LDOS Manipulation Tracing Research Harness

Tracing-Driven Performance Analysis for ROS 2 Manipulation Stacks

Research Context

Motivation

Real-time robotic systems like manipulation arms require predictable latency for safe operation. As robots share compute resources with perception, planning, and communication tasks, understanding how system load affects motion performance is critical for building reliable autonomous systems.

This harness measures how system load affects ROS 2 manipulation performance by running controlled experiments on a simulated Panda robot arm under different stress conditions.

Scientific Contribution

Quantified DDS vulnerability - First systematic measurement showing ROS 2 manipulation fails completely under message flood before showing any CPU degradation
Manipulation domain coverage - Extends prior work on navigation robots to manipulation stacks (MoveIt + ros2_control)
Reproducible methodology - Fully automated harness for CloudLab with kernel-level tracing
Realistic CPU isolation - taskset (sched_setaffinity) CPU pinning simulates embedded systems (Jetson) more accurately than artificial stress. Kernel-enforced, verified via /proc/PID/status

Related Research

Key Findings

Finding	Detail
CPU contention has minimal impact	80% CPU load does not degrade MoveIt planning (~15ms baseline vs ~14ms under load)
DDS message flooding is catastrophic	4000 msg/s causes 100% execution failure
The bottleneck is communication, not compute	Hardening efforts should focus on DDS queue management and pub-sub throttling

Quick Start (Fresh CloudLab Node)

# 1. Clone and bootstrap (installs EVERYTHING)
git clone https://github.com/AayushBaniya2006/ldos_manip_tracing.git
cd ldos_manip_tracing
make bootstrap

# 2. IMPORTANT: Log out and back in for tracing group
exit
# SSH back in

# 3. Verify and run
cd ~/ldos_manip_tracing
make preflight               # Explicit host/tool checks
make smoke_test              # Verify setup works
make run_all NUM_TRIALS=10   # Run full experiment suite

# 4. Analyze results
make analyze_all
make report

Experiment Design

What Gets Tested

A simulated Panda 7-DOF robot arm executes a simple reaching motion:

Start:  Home position (arm upright)
Goal:   [x=0.4, y=0.2, z=0.5] meters relative to base
Motion: MoveIt plans collision-free path, ros2_control executes trajectory

This motion is repeated under different load conditions:

Scenario	Stress Applied	Expected Outcome
Baseline	None	All trials succeed
CPU Load	4 workers x 80% CPU (stress-ng)	Measure planning degradation
Message Load	4000 msg/s DDS flood	System failure
cpuset_limited	`taskset` CPU pinning (1-8 CPUs)	Realistic embedded constraint

Metrics Collected (T1-T5)

Metric	Description	Source	Weight
T1	Planning latency	MoveIt feedback	1.0
T2	Execution latency	Action result	1.0
T3	Control loop jitter	LTTng callbacks	0.5
T4	Total end-to-end latency	Wall clock	1.5
T5	Simulation step timing	Gazebo updates	0.3

Results Summary

Stress Test Results (January 2026, CloudLab AMD EPYC)

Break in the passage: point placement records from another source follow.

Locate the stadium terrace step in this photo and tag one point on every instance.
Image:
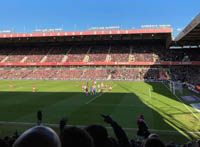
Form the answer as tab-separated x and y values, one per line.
109	76
131	58
43	59
108	58
86	58
65	58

Scenario	Trials	Success	Planning (ms)	Execution (ms)	Total (ms)
Baseline	11	100%	15.6 +/- 4.1	656.2 +/- 500.4	673.7 +/- 501.5
CPU Load	11	100%	13.6 +/- 1.2	529.4 +/- 93.1	545.0 +/- 93.8
Msg Load	10	0%	13.5 +/- 4.0	-	FAILED

CPU Isolation Sweep Results (February 2026, CloudLab AMD EPYC 32-core)

Isolation mechanism: taskset -c (Linux sched_setaffinity syscall)

taskset sets a CPU affinity bitmask on the process. The Linux kernel scheduler will not run the process on any CPU outside this mask. The affinity is:

Inherited across fork(2) — all child processes get the same restriction

Preserved across execve(2) — launching new binaries keeps the restriction

This means taskset -c 31 ros2 launch ... restricts the launch process AND every ROS node it spawns to CPU 31. No cgroups needed.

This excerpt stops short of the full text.